No criminal prosecution existed at the time the summons was issued. For that reason the cases relied upon by defendant, United States v. O’Connor, 118 F.Supp. 248 (D.C.Mass.1953), and Application of Myers, 202 F.Supp. 212 (D.C., E.D.Pa.1962), are distinguishable.
The propriety of a special agent’s issuance of a summons in a situation such as presented here was approved in Boren v. Tucker, 239 F.2d 767 (9th Cir. 1956). Cf. In re Magnus, Babee & Reynard, Inc., 311 F.2d 12 (2d Cir. 1962).
The order of the district court is affirmed.
. This court held in Tillotson v. Boughner, 327 F.2d 982 (7th Cir. 1964), that the order was final and appealable following the decision in Reisman v. Caplin, 375 U.S. 440, 84 S.Ct. 508, 11 L.Ed.2d 459 (1964).
. § 7601(a) reads:
“General rule. — The Secretary or his delegate shall, to the extent he deems it practicable, cause officers or employees of the Treasury Department to proceed, from time to time, through each internal revenue district and inquire after and concerning all persons therein who may be liable to pay any internal revenue tax, and all persons owning or having the care and management of any objects with respect to which any tax is imposed.”

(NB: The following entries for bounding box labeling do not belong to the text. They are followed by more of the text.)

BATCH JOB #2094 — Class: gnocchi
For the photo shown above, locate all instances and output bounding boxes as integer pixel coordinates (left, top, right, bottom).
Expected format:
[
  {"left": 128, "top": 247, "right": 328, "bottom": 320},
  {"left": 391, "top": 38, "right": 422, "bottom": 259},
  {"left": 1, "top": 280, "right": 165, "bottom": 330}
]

. The pertinent language of section 7602 reads:
“For the purpose of * * * determining the liability of any person for any internal revenue tax * * * the Secretary or his delegate is authorized — ■ * * * To summon the person liable for the tax * * * or any other person the Secretary or his delegate may deem proper, to appear before the Secretary or his delegate at a time and place named in the summons and * * * to give such testimony, under oath, as may be relevant or material to such inquiry."
. Statement of Organization and Functions, Treasury Department Publication No. 383 (CCH 1964 Stand.Fed.Tax Rep. H 5988).
“1118.6 Intelligence Division.
“(a) In general. Dor the purpose of ascertaining the correctness of any return, making a return where none has been made, determining the liability of any person for any internal revenue tax (including any interest, additional amount, addition to the tax, or civil penalty) or the liability at law or in equity of any transferee or fiduciary of any person in respect of any internal revenue tax, or collecting any such liability, any authorized officer or employee of the Internal Revenue Service may examine any books, papers, records or other data which may be relevant or material to such inquiry; and take such testimony of the person concerned, under oath, as may be relevant to such inquiry.”
Concurrence Opinion
(concurring).
I note that we do not have before us any issue concerning a claim of constitutional or other privilege.
We are proceeding on the basis that no criminal prosecution existed at the time the summons was issued. The applicable Treasury regulations do authorize Special Agents of the Intelligence Division of the Internal Revenue Service to ascertain civil penalties as well as to investigate possible criminal violations.
Nevertheless, departure here from the usual procedure of tandem investigation by a Special Agent and an Internal Revenue Agent who is a member of the Field Audit Branch reasonably gives rise to a state of dubiety concerning the actual purpose for issuing the summons.
However, in the peculiar circumstances of this specific case, I concur with my brothers’ opinion that the order of the District Court be affirmed.